As luck would have it, though, all the accidents and near-misses didn't do nearly as much damage as critics and groups offended by the series.

The estate of Al Capone sued because the show and its backers were profiting from his name without consent. The FBI objected after the fictional version of Ness and his crew were shown taking down Ma Barker when J. Edgar Hoover (who hated The Untouchables) and his boys deserved the credit. The series was criticized for taking all kinds of liberties with the real fates of such criminal heavy hitters as Capone, Dutch Schultz, Jake "Greasy Thumb" Guzik, Frank "The Enforcer" Nitti, George "Bugs" Moran and Vincent "Mad Dog" Coll. The Bureau of Prisons threatened TV stations to convince them not to air the second part of a double-episode in which Capone was transferred to Alcatraz because it made them look bad. (The stations aired it anyway.) And most notably, Prominent Italian-Americans (Frank Sinatra and a big politician or two) and groups representing them strongly objected to what they saw as stereotyping (much like the complaints about The Sopranos today), while others decried the high violence-and-brutality quotient. (The Tommy gun got so much on-screen action it really should've received its own credit).

The only ones who liked the show, it seemed, were the viewing public and the actors clamoring for guest-star work (Lee Marvin, Robert Redford, James Caan, Barbara Stanwyck, Vince Edwards, Peter Falk, Elizabeth Montgomery, Telly Savalas, Vic Morrow and Cloris Leachman and a whole list of others appeared in episodes).

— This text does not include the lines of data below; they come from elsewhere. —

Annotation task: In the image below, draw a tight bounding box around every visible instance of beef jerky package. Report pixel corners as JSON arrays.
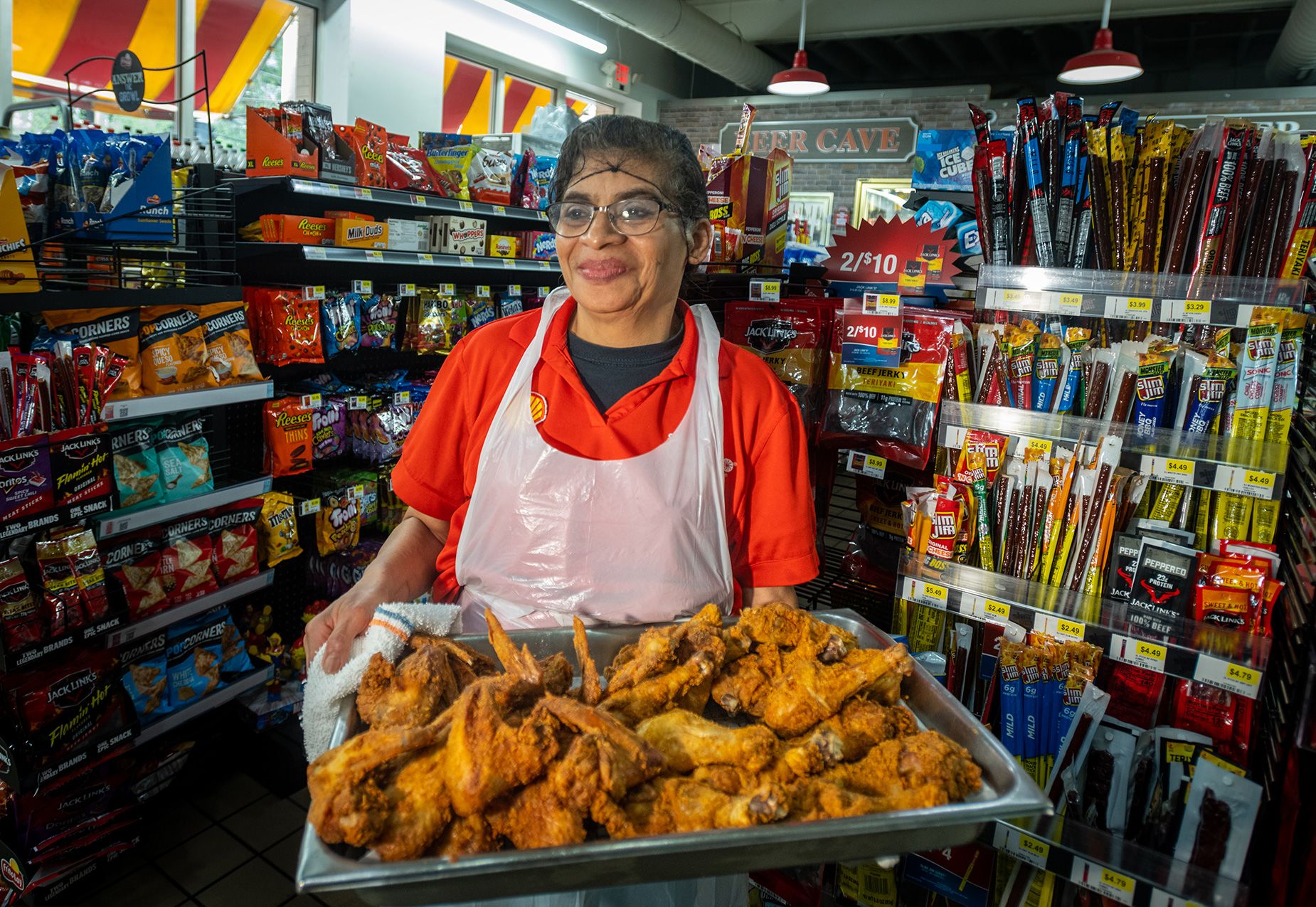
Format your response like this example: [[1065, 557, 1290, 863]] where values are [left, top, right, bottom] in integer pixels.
[[822, 309, 954, 470], [41, 308, 145, 399], [0, 557, 46, 654], [161, 514, 220, 604], [138, 305, 218, 393], [1174, 750, 1261, 879], [110, 423, 164, 509], [5, 649, 132, 768], [166, 605, 224, 709], [102, 526, 174, 620], [155, 416, 215, 502], [209, 497, 265, 585], [1127, 539, 1198, 640], [725, 300, 834, 425], [119, 630, 171, 724]]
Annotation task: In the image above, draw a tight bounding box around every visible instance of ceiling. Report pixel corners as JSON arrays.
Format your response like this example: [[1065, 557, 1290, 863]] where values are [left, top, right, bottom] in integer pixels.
[[758, 0, 1290, 97]]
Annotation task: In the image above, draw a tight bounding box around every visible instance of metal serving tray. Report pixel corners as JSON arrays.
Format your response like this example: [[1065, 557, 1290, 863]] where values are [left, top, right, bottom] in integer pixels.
[[297, 610, 1050, 907]]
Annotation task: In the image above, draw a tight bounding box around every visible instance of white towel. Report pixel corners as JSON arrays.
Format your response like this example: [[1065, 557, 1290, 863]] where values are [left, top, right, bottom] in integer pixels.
[[302, 602, 462, 762]]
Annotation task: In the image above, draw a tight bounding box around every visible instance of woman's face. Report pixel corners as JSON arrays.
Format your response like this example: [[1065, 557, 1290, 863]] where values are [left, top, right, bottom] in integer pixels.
[[558, 154, 712, 324]]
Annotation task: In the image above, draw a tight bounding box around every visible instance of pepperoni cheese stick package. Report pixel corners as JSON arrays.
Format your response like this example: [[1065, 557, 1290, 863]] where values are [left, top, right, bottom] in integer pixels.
[[1016, 97, 1056, 267]]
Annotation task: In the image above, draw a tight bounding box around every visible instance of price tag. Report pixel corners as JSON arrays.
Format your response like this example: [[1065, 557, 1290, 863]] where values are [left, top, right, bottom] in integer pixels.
[[1192, 654, 1261, 699], [1142, 455, 1198, 484], [749, 280, 782, 303], [1172, 299, 1211, 324]]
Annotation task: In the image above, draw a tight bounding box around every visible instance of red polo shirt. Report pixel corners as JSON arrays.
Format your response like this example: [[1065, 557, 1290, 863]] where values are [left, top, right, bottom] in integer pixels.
[[392, 299, 819, 607]]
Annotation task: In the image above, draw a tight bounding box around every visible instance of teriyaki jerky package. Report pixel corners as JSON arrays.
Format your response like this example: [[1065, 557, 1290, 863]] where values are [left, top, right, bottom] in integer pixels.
[[725, 299, 836, 425], [822, 309, 954, 469]]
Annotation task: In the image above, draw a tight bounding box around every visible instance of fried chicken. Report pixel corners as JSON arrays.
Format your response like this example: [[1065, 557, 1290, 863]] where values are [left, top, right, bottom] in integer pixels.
[[636, 709, 778, 773]]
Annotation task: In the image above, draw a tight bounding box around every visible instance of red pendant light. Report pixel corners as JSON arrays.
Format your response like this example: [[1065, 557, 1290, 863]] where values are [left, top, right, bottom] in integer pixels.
[[1057, 0, 1142, 85], [768, 0, 832, 97]]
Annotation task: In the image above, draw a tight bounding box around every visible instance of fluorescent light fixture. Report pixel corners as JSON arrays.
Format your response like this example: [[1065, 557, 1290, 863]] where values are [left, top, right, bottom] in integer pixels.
[[475, 0, 608, 54]]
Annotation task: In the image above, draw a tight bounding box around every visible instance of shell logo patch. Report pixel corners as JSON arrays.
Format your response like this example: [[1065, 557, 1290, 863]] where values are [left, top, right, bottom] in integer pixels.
[[531, 391, 548, 425]]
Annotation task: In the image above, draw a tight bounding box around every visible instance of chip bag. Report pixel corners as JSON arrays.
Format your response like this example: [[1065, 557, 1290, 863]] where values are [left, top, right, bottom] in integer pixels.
[[196, 303, 262, 384], [139, 305, 218, 393], [265, 396, 313, 475], [257, 491, 302, 568], [155, 416, 215, 502], [209, 497, 265, 585]]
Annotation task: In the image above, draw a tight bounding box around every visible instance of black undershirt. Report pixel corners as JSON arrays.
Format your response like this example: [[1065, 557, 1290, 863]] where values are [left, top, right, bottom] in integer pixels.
[[567, 322, 686, 415]]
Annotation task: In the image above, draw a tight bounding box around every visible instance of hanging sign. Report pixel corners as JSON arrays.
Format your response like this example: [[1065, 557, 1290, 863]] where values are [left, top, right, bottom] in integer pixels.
[[110, 50, 146, 113]]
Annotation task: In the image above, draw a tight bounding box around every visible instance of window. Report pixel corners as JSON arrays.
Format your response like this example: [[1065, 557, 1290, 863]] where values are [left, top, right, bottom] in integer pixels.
[[443, 54, 494, 136], [567, 91, 617, 122]]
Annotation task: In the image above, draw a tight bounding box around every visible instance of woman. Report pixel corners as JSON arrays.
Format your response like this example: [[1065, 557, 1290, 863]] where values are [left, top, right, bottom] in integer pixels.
[[307, 116, 817, 672]]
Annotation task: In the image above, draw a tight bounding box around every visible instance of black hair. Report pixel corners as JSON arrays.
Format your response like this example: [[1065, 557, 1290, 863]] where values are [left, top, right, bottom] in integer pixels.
[[548, 115, 708, 237]]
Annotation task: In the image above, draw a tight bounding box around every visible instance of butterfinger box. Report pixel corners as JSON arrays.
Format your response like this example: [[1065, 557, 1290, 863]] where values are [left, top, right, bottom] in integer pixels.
[[429, 215, 486, 255]]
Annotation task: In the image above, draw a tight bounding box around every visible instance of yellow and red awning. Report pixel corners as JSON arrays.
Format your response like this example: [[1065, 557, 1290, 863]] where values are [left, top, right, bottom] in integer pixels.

That kind of protest takes its toll over time. Eventually, groups pressured sponsor Liggett &#038 Myers Tobacco to drop the show and convinced Desilu execs to take their objections seriously. The producers gave their gangsters more ethnically generic names and took it easier on all the machine-gunning. The resulting show offended no one — but didn't please anyone, either. It breathed its last in September 1963

"We died," former ABC programming VP Thomas W. Moore wrote in TV Guide. "In a few months the audience levels were about as low as Meet the Press and, somehow, the sponsors didn't care for The Untouchables anymore."

No, they didn't. Until the mid-'70s, that is, when reruns of the old series hit it big in local syndication, and 1987, when Kevin Costner and Brian De Palma's feature version cleaned up in theaters.